É importante registrar ainda, que, pela nova redação que se pretende dar ao art. 62 da Constituição Federal, de acordo com a Proposta de Emenda à Constituição (PEC) nº 11, de 2011, já aprovada pelo Senado, a soberania dos Plenários de cada uma das Casas do Congresso está assegurada. Mais ainda: as mudanças aprovadas pelos senadores – que esperam pela avaliação dos deputados – apontam para a extinção da comissão mista exigida pela decisão do Supremo. Essa competência continua pertencendo às comissões permanentes da Câmara e do Senado. São elas que, pelo regimento do Congresso, estão incumbidas de opinar sobre a constitucionalidade das matérias. Ainda segundo as regras propostas na PEC em trâmite na Câmara, se essas comissões decidirem pela inconstitucionalidade da medida provisória, cabe recurso, que deve ser apresentado no prazo de dois dias úteis. Mas se a comissão não se manifestar, no prazo de dez dias, contados do recebimento da matéria, a apreciação de admissibilidade será transferida ao plenário.

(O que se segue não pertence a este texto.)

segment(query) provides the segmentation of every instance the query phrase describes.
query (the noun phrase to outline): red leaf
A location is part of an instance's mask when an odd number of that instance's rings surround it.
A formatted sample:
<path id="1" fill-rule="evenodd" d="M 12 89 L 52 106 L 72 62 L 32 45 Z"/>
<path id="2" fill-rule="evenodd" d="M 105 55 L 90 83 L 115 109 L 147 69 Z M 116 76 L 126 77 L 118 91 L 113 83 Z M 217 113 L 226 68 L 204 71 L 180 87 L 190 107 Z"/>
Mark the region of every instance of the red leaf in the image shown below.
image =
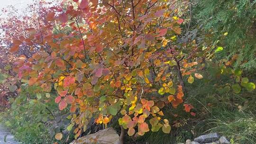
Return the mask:
<path id="1" fill-rule="evenodd" d="M 72 95 L 67 96 L 65 98 L 65 99 L 68 104 L 73 103 L 74 102 L 75 99 Z"/>
<path id="2" fill-rule="evenodd" d="M 191 116 L 194 116 L 194 117 L 196 115 L 196 114 L 194 112 L 191 112 L 190 114 L 191 114 Z"/>
<path id="3" fill-rule="evenodd" d="M 59 67 L 63 67 L 65 66 L 64 61 L 63 61 L 63 60 L 62 59 L 56 59 L 55 61 L 55 63 L 56 63 L 56 65 Z"/>
<path id="4" fill-rule="evenodd" d="M 89 3 L 87 0 L 82 0 L 79 7 L 82 9 L 85 9 L 88 7 L 88 5 Z"/>
<path id="5" fill-rule="evenodd" d="M 75 79 L 74 77 L 71 77 L 71 76 L 68 76 L 64 80 L 63 83 L 63 86 L 66 87 L 69 86 L 71 84 L 74 83 Z"/>
<path id="6" fill-rule="evenodd" d="M 91 77 L 91 84 L 95 84 L 98 82 L 98 80 L 99 80 L 99 78 L 97 77 Z"/>
<path id="7" fill-rule="evenodd" d="M 97 52 L 101 52 L 103 49 L 103 46 L 101 44 L 97 44 L 96 45 L 96 51 Z"/>
<path id="8" fill-rule="evenodd" d="M 102 71 L 103 69 L 102 68 L 99 68 L 95 72 L 95 76 L 97 77 L 100 77 L 102 75 Z"/>
<path id="9" fill-rule="evenodd" d="M 66 101 L 64 99 L 62 99 L 59 104 L 59 109 L 63 110 L 64 108 L 66 108 L 67 106 L 67 104 Z"/>
<path id="10" fill-rule="evenodd" d="M 163 28 L 159 30 L 159 34 L 156 36 L 162 36 L 165 35 L 167 33 L 167 29 Z"/>
<path id="11" fill-rule="evenodd" d="M 180 18 L 180 19 L 179 19 L 179 20 L 178 20 L 177 21 L 177 22 L 178 24 L 180 24 L 182 23 L 183 21 L 184 21 L 184 20 L 183 20 L 183 19 L 182 19 L 182 18 Z"/>
<path id="12" fill-rule="evenodd" d="M 55 102 L 56 103 L 58 103 L 59 102 L 60 102 L 61 100 L 61 96 L 58 96 L 58 97 L 56 97 L 56 98 L 55 98 Z"/>
<path id="13" fill-rule="evenodd" d="M 37 78 L 31 78 L 29 80 L 28 80 L 28 85 L 31 86 L 37 82 Z"/>
<path id="14" fill-rule="evenodd" d="M 59 18 L 63 23 L 65 23 L 68 20 L 68 16 L 64 13 L 59 15 Z"/>
<path id="15" fill-rule="evenodd" d="M 138 41 L 140 40 L 142 37 L 140 36 L 136 37 L 136 38 L 135 38 L 135 40 L 134 40 L 134 42 L 133 42 L 133 45 L 136 44 Z"/>
<path id="16" fill-rule="evenodd" d="M 13 45 L 10 49 L 10 52 L 14 53 L 18 52 L 18 45 Z"/>
<path id="17" fill-rule="evenodd" d="M 55 15 L 55 13 L 54 12 L 49 12 L 46 16 L 46 20 L 47 21 L 53 21 L 54 20 Z"/>
<path id="18" fill-rule="evenodd" d="M 165 9 L 158 10 L 155 13 L 155 16 L 157 18 L 163 16 L 164 12 L 165 12 Z"/>
<path id="19" fill-rule="evenodd" d="M 64 97 L 64 96 L 65 96 L 67 93 L 67 90 L 63 90 L 63 91 L 60 91 L 59 93 L 59 94 L 60 95 L 60 96 L 62 97 Z"/>
<path id="20" fill-rule="evenodd" d="M 70 107 L 70 112 L 75 112 L 76 109 L 76 108 L 75 107 L 75 105 L 72 105 Z"/>

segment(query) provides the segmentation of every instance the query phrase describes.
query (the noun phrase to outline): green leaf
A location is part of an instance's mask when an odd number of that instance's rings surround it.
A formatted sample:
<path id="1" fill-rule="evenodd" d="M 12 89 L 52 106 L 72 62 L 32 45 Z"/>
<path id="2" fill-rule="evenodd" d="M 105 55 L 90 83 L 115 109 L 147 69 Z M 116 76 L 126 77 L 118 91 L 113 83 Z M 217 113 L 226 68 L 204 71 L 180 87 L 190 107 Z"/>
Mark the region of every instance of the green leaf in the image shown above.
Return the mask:
<path id="1" fill-rule="evenodd" d="M 174 60 L 172 60 L 168 62 L 170 66 L 174 66 L 177 65 L 177 63 Z"/>
<path id="2" fill-rule="evenodd" d="M 165 88 L 161 88 L 158 90 L 158 93 L 160 94 L 160 95 L 162 95 L 165 94 Z"/>
<path id="3" fill-rule="evenodd" d="M 169 134 L 171 131 L 171 126 L 169 124 L 164 124 L 162 127 L 162 130 L 164 133 Z"/>
<path id="4" fill-rule="evenodd" d="M 249 91 L 253 91 L 255 89 L 255 84 L 252 82 L 249 82 L 246 84 L 246 89 Z"/>
<path id="5" fill-rule="evenodd" d="M 108 112 L 113 116 L 116 116 L 118 112 L 118 110 L 113 105 L 110 106 L 108 107 Z"/>
<path id="6" fill-rule="evenodd" d="M 219 53 L 222 51 L 223 50 L 223 48 L 221 46 L 218 46 L 214 52 L 215 53 Z"/>
<path id="7" fill-rule="evenodd" d="M 15 85 L 10 86 L 9 87 L 9 90 L 10 92 L 14 92 L 17 89 L 17 86 Z"/>
<path id="8" fill-rule="evenodd" d="M 237 69 L 235 71 L 235 75 L 236 76 L 239 76 L 242 74 L 242 71 L 239 69 Z"/>
<path id="9" fill-rule="evenodd" d="M 67 127 L 67 130 L 70 131 L 72 130 L 72 128 L 73 128 L 73 125 L 70 124 Z"/>
<path id="10" fill-rule="evenodd" d="M 226 86 L 223 88 L 223 92 L 227 92 L 229 91 L 229 90 L 230 90 L 230 87 L 229 87 L 229 86 L 228 86 L 228 85 Z"/>
<path id="11" fill-rule="evenodd" d="M 4 135 L 4 142 L 5 143 L 7 143 L 7 141 L 6 141 L 6 137 L 7 137 L 7 135 Z"/>
<path id="12" fill-rule="evenodd" d="M 46 97 L 47 98 L 50 98 L 51 97 L 51 94 L 49 93 L 46 93 Z"/>
<path id="13" fill-rule="evenodd" d="M 156 125 L 152 126 L 151 127 L 151 131 L 153 132 L 157 132 L 159 130 L 159 129 L 163 126 L 163 125 L 160 123 L 158 123 Z"/>
<path id="14" fill-rule="evenodd" d="M 242 79 L 241 82 L 244 83 L 248 83 L 249 82 L 249 79 L 247 78 L 243 78 Z"/>
<path id="15" fill-rule="evenodd" d="M 133 78 L 131 80 L 131 82 L 132 82 L 132 84 L 135 84 L 137 82 L 137 80 L 136 80 L 136 79 L 135 78 Z"/>
<path id="16" fill-rule="evenodd" d="M 188 79 L 188 82 L 189 83 L 192 83 L 194 82 L 194 77 L 190 75 Z"/>
<path id="17" fill-rule="evenodd" d="M 174 94 L 176 92 L 176 90 L 174 88 L 170 88 L 169 89 L 169 93 L 170 93 L 171 94 Z"/>
<path id="18" fill-rule="evenodd" d="M 100 101 L 101 101 L 101 102 L 103 102 L 103 101 L 104 101 L 105 100 L 106 100 L 106 96 L 101 96 L 101 97 L 100 98 Z"/>
<path id="19" fill-rule="evenodd" d="M 41 98 L 42 98 L 42 95 L 41 95 L 41 93 L 37 93 L 37 98 L 38 99 L 41 99 Z"/>
<path id="20" fill-rule="evenodd" d="M 235 93 L 238 93 L 241 91 L 241 87 L 238 84 L 233 84 L 232 86 L 232 89 Z"/>
<path id="21" fill-rule="evenodd" d="M 136 75 L 137 75 L 137 72 L 136 72 L 136 70 L 132 70 L 132 76 L 136 76 Z"/>

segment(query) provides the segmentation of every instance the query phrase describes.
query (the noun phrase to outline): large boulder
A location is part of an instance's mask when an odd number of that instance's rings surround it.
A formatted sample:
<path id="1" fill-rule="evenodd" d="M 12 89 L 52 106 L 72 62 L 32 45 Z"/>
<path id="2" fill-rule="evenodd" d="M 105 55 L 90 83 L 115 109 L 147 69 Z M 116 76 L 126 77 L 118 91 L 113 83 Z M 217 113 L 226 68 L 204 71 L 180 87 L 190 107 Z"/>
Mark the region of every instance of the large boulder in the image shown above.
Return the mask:
<path id="1" fill-rule="evenodd" d="M 210 133 L 208 135 L 200 135 L 195 138 L 194 141 L 198 142 L 200 144 L 207 143 L 212 143 L 219 140 L 219 135 L 218 133 Z"/>
<path id="2" fill-rule="evenodd" d="M 119 135 L 112 127 L 81 137 L 70 144 L 119 144 Z"/>

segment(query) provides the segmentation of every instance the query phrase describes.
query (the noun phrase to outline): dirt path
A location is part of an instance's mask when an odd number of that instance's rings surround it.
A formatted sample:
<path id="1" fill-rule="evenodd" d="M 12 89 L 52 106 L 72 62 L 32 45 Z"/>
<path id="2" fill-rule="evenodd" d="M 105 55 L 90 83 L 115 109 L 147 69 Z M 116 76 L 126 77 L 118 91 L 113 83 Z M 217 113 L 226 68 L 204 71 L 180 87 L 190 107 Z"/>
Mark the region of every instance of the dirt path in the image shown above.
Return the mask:
<path id="1" fill-rule="evenodd" d="M 6 136 L 5 139 L 6 142 L 4 141 L 5 136 Z M 21 143 L 15 141 L 14 136 L 10 134 L 9 132 L 2 125 L 0 124 L 0 144 L 18 144 Z"/>

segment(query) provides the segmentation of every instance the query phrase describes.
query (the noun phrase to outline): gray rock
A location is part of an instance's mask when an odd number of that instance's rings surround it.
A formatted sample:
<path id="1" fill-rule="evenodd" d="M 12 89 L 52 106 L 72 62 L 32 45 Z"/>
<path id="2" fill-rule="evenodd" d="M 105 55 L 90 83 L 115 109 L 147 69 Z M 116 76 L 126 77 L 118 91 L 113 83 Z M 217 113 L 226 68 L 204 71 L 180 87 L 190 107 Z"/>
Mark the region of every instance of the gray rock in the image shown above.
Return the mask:
<path id="1" fill-rule="evenodd" d="M 198 143 L 197 142 L 194 142 L 194 141 L 193 141 L 193 142 L 190 142 L 190 143 L 189 143 L 189 144 L 200 144 Z"/>
<path id="2" fill-rule="evenodd" d="M 219 144 L 218 141 L 212 142 L 212 143 L 205 143 L 204 144 Z"/>
<path id="3" fill-rule="evenodd" d="M 227 138 L 224 136 L 220 137 L 219 139 L 219 142 L 220 144 L 229 144 L 230 143 L 227 139 Z"/>
<path id="4" fill-rule="evenodd" d="M 212 143 L 219 140 L 219 135 L 217 133 L 210 133 L 208 135 L 200 135 L 195 138 L 194 141 L 200 144 Z"/>
<path id="5" fill-rule="evenodd" d="M 119 135 L 112 127 L 100 130 L 98 132 L 81 137 L 70 144 L 119 144 Z"/>

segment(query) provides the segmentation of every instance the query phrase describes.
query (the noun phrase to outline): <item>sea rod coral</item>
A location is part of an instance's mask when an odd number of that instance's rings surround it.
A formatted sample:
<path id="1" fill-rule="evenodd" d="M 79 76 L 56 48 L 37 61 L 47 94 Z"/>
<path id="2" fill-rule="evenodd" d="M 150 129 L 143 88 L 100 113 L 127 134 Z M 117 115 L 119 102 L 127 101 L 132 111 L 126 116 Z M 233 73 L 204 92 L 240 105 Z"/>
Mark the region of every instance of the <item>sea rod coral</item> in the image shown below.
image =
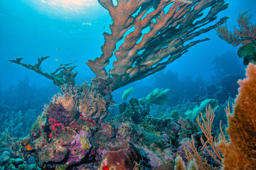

Para o líder do PT no Senado, Walter Pinheiro, a confusão e a incerteza geradas pelos dois acórdãos do Supremo trazem a oportunidade para o Congresso definir – de uma vez por todas – vários problemas que ainda cercam o rito das MP, configurando uma excelente oportunidade para o Congresso estabelecer regras e, com isso, reafirmar a sua soberania.
“Toda essa confusão vem a calhar”, diz Pinheiro, “e cabe agora aos deputados corrigir as distorções criadas pela situação anterior e pelos próprios acórdãos do STF”. O maior problema, acrescenta o líder do PT, é a urgência que essas decisões exigem, pois nenhuma medida provisória poderá ser emitida pela Presidência da República – enquanto as novas regras não forem definidas e votadas pelo Congresso. “O engessamento criado por esse imbróglio”, acrescenta, “impede o Poder Executivo de tomar qualquer medida de caráter emergencial, como, por exemplo, as recentes medidas provisórias que foram editadas para socorrer milhares de brasileiros assolados pelas cheias no Acre”.
Ainda para o líder, os deputados também têm a grandiosa oportunidade de fixar e restabelecer a independência do Legislativo, diante da evidente demonstração do Supremo de desconhecer as regras de funcionamento do Congresso. A criação da comissão prevista no acórdão do Supremo, por exemplo, é inviável, sob risco de criar uma supercomissão com poderes que ultrapassam qualquer noção de senso democrático”.
Walter Pinheiro também antecipa que, na semana que vem, procurará deputados de todos os partidos para defender urgência na decisão sobre a PEC das MP, como a proposta ficou conhecida no noticiário. “Agora que o Supremo passou uma régua em todos os prazos, tem-se a chance de fixar tempo hábil para que as medidas provisórias sejam avaliadas e votadas com prazos factíveis, e não de afogadilho, como aconteceu muitas vezes no Senado”. Esta é, aliás, uma das queixas mais recorrentes dos senadores, sejam eles da situação ou da oposição. “Ao retardar o envio de sua decisão, a Câmara deixa os senadores entre a cruz e a espada; muitos votam sem o devido conhecimento da matéria porque sequer tiveram tempo de ler o teor da MP”.
“A chance de ouro de colocar as coisas em seu devido lugar e de resgatar a soberania do Congresso”, alerta o líder do PT no Senado, “enfrenta um sério desafio: a necessidade da Câmara decidir com urgência a PEC das MP. “Sem medida provisória, o Poder Executivo perde um de seus principais instrumentos”, afirma. “A governabilidade do Brasil é a grande oportunidade que os deputados têm neste momento”.